Diese Art von Reform scheint uns ja nun ins Haus zu stehen. Nur müssen die Gelbschwarzen die Beitragszahler überzeugen, dass sie nicht nur mehr zahlen, sondern auch eine bessere Versorgung bekommen. Und der erwartbare Empörungskanon aus Gewerkschaften, Sozialverbänden und Rot-Rot-Grün (Entsolidarisierung, ungerechte Umverteilung, Abschaffung des Sozialsstaats) braucht gelassene Entgegnungen.

Leider fällt den Vertretern von Solidarität und Gerechtigkeit seit Jahrzehnten nichts anderes ein, als mehr und mehr und noch mehr Geld in dieses System einzuspeisen. Eine Kopfprämie mit Sozialausgleich aus dem Steuertopf ist nicht per se unsolidarisch. Entscheidend ist der Mechanismus, der verhindert, dass der Sozialausgleich nach Kassenlage hoch oder runter gefahren werden kann.
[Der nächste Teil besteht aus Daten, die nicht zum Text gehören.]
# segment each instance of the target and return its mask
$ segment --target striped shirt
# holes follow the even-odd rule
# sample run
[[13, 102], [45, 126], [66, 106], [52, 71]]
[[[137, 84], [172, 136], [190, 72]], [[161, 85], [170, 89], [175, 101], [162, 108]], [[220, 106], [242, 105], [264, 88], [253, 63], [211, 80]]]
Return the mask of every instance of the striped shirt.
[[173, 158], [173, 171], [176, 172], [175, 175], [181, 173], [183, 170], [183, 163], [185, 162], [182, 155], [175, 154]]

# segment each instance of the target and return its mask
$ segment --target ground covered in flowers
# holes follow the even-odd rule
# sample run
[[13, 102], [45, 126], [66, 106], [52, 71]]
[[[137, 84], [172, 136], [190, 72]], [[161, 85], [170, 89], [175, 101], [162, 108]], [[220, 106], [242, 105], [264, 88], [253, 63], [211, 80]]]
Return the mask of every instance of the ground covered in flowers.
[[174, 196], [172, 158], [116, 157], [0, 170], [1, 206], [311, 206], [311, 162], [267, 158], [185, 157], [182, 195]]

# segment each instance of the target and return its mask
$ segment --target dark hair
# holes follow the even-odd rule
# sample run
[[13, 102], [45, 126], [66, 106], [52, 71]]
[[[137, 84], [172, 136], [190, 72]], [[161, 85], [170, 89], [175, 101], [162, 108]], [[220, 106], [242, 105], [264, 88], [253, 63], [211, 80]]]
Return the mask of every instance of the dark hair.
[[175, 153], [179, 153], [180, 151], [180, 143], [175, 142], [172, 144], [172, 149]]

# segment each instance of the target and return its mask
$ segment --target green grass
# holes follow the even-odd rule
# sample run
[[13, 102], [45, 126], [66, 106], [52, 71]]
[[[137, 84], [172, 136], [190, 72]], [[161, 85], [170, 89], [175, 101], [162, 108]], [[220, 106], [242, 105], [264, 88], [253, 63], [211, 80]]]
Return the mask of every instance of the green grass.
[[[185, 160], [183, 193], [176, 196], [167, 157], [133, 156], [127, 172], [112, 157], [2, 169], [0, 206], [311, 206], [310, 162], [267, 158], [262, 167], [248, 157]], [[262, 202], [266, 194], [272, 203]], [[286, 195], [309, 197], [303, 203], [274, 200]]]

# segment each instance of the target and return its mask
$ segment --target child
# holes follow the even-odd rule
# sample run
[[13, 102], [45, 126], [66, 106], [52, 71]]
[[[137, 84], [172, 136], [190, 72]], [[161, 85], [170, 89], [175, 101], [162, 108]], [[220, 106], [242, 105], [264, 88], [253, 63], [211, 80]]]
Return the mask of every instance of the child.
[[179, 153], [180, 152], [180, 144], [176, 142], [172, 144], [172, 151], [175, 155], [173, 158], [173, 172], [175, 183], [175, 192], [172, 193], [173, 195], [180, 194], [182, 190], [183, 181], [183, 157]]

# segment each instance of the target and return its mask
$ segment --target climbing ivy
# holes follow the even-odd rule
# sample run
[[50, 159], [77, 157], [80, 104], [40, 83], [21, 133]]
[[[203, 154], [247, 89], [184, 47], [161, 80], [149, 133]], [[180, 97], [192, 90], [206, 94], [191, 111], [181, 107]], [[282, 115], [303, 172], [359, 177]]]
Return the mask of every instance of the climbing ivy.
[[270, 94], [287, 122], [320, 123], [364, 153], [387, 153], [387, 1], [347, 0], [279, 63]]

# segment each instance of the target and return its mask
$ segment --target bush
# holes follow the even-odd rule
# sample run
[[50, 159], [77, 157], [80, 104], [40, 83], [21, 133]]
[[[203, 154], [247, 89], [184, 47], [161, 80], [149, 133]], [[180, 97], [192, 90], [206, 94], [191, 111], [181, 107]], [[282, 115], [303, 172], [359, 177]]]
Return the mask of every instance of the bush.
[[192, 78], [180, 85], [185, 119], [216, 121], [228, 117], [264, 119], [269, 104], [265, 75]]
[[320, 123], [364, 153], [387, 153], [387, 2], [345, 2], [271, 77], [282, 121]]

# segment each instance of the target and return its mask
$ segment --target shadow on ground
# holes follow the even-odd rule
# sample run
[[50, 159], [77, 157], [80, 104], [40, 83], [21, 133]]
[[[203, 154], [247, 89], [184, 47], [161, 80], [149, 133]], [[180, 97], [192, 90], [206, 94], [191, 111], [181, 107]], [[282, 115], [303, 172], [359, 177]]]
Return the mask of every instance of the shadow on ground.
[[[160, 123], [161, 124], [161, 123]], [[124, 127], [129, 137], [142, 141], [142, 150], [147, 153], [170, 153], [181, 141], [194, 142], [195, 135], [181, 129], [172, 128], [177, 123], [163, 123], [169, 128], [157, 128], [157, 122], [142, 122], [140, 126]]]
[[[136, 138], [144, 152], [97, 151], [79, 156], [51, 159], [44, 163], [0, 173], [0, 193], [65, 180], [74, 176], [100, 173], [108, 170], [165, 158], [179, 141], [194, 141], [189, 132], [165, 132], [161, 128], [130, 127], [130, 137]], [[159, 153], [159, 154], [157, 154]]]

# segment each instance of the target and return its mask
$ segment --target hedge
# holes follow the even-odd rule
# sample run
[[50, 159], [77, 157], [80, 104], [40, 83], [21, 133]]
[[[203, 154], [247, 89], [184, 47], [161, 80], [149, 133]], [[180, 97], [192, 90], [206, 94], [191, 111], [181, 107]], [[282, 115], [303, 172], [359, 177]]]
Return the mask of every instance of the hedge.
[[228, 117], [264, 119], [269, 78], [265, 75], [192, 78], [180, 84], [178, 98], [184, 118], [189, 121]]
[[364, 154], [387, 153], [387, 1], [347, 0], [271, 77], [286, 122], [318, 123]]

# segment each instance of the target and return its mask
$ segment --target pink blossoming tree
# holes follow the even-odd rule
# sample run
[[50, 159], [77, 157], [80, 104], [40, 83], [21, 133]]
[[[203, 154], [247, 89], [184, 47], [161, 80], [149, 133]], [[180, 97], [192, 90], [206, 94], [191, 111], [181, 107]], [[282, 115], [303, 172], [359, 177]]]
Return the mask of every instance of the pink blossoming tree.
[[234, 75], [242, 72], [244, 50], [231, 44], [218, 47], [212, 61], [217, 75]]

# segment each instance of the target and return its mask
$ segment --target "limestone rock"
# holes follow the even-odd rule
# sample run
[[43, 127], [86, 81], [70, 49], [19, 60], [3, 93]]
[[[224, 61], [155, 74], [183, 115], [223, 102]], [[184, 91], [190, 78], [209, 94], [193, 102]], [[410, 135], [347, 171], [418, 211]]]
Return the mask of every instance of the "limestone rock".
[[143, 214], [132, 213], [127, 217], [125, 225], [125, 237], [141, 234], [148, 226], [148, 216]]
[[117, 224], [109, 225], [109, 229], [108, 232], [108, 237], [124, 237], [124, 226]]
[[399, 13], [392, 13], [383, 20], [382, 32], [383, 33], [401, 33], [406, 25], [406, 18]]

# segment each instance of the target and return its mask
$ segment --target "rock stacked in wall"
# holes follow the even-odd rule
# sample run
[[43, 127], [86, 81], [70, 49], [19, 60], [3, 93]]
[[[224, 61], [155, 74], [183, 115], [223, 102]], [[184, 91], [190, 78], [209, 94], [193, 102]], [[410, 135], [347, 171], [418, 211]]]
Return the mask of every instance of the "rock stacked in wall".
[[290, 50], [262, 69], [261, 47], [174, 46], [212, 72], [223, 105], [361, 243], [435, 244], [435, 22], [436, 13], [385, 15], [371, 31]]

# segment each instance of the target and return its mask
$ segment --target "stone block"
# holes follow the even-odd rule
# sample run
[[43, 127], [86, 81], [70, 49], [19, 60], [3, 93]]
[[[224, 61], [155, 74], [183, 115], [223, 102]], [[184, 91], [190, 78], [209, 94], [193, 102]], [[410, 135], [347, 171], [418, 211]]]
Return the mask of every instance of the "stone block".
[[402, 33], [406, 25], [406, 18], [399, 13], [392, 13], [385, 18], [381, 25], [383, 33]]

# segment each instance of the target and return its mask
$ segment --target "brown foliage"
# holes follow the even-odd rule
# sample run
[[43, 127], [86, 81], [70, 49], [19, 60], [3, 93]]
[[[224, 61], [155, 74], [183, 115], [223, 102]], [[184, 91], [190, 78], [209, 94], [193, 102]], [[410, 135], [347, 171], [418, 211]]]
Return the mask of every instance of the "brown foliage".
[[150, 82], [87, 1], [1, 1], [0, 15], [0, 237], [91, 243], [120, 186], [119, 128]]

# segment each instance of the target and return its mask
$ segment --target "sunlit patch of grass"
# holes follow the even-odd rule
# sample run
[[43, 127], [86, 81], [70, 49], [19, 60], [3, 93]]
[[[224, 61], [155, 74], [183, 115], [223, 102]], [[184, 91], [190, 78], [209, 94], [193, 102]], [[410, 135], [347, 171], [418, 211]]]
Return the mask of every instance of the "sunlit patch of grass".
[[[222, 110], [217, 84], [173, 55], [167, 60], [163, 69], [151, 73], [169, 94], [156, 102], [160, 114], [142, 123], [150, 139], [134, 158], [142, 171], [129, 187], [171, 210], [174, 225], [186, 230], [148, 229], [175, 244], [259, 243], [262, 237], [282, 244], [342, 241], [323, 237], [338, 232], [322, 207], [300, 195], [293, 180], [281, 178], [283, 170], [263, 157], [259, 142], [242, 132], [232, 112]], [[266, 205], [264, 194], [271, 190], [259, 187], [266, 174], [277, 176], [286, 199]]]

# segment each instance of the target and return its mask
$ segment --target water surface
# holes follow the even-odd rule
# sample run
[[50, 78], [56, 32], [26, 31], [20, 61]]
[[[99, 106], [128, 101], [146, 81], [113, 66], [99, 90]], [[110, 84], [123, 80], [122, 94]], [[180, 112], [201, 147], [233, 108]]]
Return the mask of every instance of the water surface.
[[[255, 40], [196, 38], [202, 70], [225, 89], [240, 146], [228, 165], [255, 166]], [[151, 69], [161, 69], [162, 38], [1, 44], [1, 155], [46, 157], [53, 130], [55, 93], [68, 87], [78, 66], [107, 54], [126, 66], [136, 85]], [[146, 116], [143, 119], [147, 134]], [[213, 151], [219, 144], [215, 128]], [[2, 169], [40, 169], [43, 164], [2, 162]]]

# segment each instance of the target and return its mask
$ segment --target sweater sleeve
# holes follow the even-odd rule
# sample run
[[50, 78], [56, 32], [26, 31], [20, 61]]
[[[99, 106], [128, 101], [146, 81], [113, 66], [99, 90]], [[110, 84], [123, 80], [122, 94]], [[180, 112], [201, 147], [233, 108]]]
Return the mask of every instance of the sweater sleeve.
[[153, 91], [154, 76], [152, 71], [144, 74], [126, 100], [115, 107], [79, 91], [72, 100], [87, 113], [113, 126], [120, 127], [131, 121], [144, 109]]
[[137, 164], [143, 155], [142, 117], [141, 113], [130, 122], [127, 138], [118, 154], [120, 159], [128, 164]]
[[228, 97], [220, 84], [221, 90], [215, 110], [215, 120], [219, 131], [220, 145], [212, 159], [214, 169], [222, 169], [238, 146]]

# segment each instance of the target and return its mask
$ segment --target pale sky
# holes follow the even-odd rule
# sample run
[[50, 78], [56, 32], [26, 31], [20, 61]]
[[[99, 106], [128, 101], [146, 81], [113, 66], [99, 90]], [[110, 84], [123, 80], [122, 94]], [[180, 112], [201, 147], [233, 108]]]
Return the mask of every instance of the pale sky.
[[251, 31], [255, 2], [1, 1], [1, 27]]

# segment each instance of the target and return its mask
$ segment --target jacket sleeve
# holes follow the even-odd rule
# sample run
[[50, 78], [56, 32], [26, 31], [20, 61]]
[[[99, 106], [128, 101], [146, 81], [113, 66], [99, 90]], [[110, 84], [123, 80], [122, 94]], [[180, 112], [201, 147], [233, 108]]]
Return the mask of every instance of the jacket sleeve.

Was ist solidarisch am bisherigen System, die den Beitrag bei Einkommen von 3675 Euro Brutto deckeln? Jeder Euro, der darüber hinaus verdient wird, geht nicht in die Berechnung des Beitrags ein. Was ist solidarisch am bisherigen System, wenn eine vierköpfige Familie mit einem Einkommen (bspw. 6000 Euro) nur einen Beitrag entrichtet, während eine vierköpfige Familie mit zwei abhängig Beschäftigen, die beide zusammen ebenfalls 6000 Euro erlösen, zwei Kassenbeiträge entrichten muss?

Der designierte Minister Rösler muss sich an seinen eigenen Worten messen lassen: Wir sind fest davon überzeugt, dass unser Gesundheitssystem besser wird, aber definitiv nicht teurer. Warum die Kopfprämie verteufeln, wenn plötzlich wirklich alle – und nicht nur die Beitragszahler der Gesetzlichen Krankenversicherung für den Sozialausgleich zu sorgen haben, über das Steuersystem?

Die zentrale Frage zur Zukunft des Systems lautet sowieso: Wer trägt die wohl unvermeidlichen Ausgabensteigerungen durch eine älter werdende Bevölkerung, durch medizinische Innovation, durch die umgreifende Präventions-Hysterie? Nur wer hier einen sozialen Ausgleich hinkriegt, reformiert das System wirklich – wenn es denn die Absicht ist, weiterhin allen die Segnungen des Systems zukommen zu lassen.